ADVERTISEMENT

Lewandowski Tertawa Ketika Diteriaki Hala Madrid

Randy Prasatya - Sepakbola
Selasa, 09 Agu 2022 08:20 WIB
Robert Lewandowski during his presentation as a new player of FC Barcelona, in Barcelona, on 05th August 2022. 
 -- (Photo by Urbanandsport/NurPhoto via Getty Images)
Robert Lewandowski tak marah diteriaki Hala Madrid. (Foto: NurPhoto via Getty Images/NurPhoto)
Jakarta -

Robert Lewandowski sempat diteriaki Hala Madrid saat kembali ke markas Bayern Munich. Mendengar hal itu, Lewy cuma tertawa.

Striker asal Polandia itu mengunjungi Allianz Arena, Senin (1//8/2022) waktu setempat. Lewandowski juga secara pribadi menyapa CEO Bayern Oliver Kahn, Direktur Olahraga Hasan Salihamidzi, rekan satu timnya yang lama, dan tim pelatih yang dipimpin oleh Julian Nagelsmann.

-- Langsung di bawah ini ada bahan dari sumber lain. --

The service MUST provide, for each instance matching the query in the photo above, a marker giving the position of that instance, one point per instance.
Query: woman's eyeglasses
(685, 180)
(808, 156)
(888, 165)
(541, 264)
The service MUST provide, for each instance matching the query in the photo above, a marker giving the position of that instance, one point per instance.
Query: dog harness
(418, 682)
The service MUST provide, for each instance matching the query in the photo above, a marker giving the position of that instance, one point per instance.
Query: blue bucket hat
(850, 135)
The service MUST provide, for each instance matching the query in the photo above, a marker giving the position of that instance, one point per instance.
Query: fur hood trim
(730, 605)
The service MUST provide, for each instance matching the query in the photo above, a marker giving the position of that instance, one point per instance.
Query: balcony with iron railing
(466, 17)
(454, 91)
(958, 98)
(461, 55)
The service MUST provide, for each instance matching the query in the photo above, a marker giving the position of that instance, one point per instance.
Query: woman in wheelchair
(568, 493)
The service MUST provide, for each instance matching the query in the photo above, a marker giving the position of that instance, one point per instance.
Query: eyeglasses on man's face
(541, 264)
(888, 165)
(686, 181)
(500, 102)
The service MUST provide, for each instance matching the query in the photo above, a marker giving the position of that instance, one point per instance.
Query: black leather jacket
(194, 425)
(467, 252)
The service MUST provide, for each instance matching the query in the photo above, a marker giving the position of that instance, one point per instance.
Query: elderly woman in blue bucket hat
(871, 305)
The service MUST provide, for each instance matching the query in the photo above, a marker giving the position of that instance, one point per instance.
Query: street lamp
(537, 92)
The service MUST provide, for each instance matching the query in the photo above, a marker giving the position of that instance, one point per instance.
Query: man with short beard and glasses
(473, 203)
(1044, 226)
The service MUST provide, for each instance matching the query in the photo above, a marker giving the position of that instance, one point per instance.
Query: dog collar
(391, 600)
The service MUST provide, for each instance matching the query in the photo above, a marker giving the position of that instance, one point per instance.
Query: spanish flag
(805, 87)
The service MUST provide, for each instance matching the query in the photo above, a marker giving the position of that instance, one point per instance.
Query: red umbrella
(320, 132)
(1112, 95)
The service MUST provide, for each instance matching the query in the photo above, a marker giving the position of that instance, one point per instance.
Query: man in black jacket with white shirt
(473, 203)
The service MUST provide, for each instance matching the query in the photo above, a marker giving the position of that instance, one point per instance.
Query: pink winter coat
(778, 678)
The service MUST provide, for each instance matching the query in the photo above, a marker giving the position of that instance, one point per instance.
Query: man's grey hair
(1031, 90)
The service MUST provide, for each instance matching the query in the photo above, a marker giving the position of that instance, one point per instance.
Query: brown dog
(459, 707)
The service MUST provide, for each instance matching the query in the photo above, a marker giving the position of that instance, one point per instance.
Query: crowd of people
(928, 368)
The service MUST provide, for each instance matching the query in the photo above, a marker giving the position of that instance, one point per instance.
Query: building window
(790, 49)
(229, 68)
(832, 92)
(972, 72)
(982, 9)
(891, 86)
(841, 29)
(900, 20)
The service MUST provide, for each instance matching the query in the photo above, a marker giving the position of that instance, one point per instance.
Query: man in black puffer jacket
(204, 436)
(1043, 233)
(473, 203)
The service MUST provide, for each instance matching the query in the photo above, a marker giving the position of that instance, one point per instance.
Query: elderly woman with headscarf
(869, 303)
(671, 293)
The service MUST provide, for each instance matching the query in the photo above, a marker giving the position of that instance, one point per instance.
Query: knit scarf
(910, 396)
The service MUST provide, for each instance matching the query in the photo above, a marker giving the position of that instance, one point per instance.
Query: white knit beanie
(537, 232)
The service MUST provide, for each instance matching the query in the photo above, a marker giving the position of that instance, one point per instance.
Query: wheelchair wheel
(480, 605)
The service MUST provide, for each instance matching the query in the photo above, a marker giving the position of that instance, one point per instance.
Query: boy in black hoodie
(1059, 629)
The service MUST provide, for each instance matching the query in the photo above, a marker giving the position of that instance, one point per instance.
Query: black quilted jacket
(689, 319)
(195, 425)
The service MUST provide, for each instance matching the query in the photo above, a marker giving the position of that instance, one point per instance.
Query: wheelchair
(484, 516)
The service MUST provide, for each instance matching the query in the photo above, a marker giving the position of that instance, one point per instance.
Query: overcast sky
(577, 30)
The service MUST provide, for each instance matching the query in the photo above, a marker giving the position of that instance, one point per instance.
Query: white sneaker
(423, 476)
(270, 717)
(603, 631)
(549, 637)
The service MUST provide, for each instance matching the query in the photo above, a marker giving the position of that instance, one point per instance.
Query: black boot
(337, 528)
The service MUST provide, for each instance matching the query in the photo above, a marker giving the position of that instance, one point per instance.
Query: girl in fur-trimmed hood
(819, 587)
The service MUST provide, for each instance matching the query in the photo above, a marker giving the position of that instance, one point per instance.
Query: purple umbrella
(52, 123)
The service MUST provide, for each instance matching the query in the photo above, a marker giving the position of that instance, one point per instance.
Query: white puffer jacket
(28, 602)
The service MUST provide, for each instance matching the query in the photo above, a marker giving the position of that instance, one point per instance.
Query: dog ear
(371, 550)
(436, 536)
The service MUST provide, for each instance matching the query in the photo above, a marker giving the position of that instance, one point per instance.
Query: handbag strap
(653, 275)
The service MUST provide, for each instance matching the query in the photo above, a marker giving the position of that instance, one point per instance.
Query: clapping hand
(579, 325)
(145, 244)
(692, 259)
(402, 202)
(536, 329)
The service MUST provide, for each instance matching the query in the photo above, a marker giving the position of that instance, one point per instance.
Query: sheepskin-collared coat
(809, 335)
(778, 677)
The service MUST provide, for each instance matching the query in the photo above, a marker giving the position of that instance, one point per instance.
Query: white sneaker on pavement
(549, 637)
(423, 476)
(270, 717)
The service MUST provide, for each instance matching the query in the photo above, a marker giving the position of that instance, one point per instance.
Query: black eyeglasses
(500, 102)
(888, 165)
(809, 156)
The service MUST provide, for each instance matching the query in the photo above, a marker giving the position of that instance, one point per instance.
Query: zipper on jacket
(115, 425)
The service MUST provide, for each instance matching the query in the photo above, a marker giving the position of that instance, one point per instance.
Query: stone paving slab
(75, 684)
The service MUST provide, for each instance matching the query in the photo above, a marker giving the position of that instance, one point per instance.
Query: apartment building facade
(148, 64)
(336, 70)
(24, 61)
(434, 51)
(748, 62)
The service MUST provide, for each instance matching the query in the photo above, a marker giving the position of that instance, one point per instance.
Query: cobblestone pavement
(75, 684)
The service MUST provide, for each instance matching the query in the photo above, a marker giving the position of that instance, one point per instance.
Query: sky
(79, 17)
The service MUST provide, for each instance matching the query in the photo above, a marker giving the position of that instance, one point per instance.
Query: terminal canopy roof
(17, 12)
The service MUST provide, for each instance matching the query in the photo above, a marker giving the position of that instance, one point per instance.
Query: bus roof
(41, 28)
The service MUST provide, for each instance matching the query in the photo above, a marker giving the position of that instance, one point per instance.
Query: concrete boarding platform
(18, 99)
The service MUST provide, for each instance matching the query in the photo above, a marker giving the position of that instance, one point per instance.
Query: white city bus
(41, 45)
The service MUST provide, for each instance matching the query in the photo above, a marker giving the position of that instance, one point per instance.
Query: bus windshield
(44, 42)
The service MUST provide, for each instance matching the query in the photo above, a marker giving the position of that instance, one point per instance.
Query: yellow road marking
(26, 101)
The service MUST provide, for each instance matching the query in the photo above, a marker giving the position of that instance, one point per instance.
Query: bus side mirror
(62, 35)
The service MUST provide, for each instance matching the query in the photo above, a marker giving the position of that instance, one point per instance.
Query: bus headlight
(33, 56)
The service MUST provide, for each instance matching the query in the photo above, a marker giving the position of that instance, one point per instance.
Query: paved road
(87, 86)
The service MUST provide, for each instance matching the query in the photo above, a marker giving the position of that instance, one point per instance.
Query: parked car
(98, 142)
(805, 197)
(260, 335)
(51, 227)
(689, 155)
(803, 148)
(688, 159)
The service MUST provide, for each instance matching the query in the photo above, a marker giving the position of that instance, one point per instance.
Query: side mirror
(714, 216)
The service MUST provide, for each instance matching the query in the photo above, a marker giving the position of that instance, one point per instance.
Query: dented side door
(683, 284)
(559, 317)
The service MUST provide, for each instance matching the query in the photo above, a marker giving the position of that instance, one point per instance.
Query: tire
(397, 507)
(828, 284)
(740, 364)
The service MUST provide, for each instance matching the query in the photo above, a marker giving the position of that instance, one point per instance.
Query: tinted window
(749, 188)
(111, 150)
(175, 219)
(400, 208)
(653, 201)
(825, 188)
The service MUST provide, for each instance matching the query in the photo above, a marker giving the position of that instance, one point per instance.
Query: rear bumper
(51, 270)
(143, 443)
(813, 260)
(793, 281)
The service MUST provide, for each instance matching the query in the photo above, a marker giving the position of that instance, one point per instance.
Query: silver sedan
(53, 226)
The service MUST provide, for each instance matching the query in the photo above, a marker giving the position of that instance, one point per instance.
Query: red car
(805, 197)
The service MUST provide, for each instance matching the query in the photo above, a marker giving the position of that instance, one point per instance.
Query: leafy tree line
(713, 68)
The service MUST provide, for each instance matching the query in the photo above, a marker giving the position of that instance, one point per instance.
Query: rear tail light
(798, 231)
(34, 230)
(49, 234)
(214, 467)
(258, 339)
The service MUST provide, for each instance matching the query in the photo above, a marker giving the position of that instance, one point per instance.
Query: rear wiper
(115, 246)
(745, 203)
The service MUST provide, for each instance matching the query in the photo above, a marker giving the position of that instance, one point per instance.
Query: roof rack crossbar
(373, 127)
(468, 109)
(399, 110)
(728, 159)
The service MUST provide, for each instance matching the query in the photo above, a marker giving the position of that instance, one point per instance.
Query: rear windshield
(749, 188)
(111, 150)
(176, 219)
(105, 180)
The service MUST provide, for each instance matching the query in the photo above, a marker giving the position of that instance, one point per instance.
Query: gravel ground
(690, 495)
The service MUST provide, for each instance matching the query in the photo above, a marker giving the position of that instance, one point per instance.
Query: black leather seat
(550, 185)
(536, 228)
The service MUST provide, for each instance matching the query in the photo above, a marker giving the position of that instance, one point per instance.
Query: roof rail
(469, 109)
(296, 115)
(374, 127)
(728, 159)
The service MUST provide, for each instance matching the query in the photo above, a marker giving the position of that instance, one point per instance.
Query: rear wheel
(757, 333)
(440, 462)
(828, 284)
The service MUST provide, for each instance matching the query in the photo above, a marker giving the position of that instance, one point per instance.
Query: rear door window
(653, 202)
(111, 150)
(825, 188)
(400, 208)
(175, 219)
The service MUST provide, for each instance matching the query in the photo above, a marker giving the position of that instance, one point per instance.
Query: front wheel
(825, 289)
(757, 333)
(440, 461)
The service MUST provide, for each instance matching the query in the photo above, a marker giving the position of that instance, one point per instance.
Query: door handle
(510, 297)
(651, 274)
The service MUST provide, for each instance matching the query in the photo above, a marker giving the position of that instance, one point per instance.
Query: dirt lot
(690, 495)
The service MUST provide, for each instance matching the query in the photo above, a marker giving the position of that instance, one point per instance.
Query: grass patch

Chef reporter Sport1, Kerry Hau, kemudian mengunggah salah satu momen Lewandowski pada masa kunjungan ke markas Bayern. Dalam video berdurasi 10 detik, terdengar ada suara beberapa orang yang meneriaki Lewandowski "Hala Madrid", yang merujuk kalimat seruan untuk Real Madrid selaku rival Barcelona.

Lewandowski pada saat diteriaki itu sedang mengendarai mobil berwarna merah. Striker berusia 33 tahun tersebut juga tak lupa melambaikan tangannya kepada orang-orang di sekitar.

"Ya, saya mendengarnya dan saya tertawa. Tapi ada juga beberapa orang yang meneriakkan nama saya. Itu sangat bagus," kata Lewandowski kepada Sport1.

"Dalam beberapa pekan terakhir, saya juga bertemu dengan beberapa fans di jalan yang telah menyatakan pengertiannya atas situasi saya dan mendoakan yang terbaik untuk saya," sambungnya.

Lewandowski pergi ke Barcelona meski masih punya kontrak satu musim lagi dengan Bayern. Die Roten sempat tak mau melepas, namun Lewandowski terus mendesak untuk hengkang.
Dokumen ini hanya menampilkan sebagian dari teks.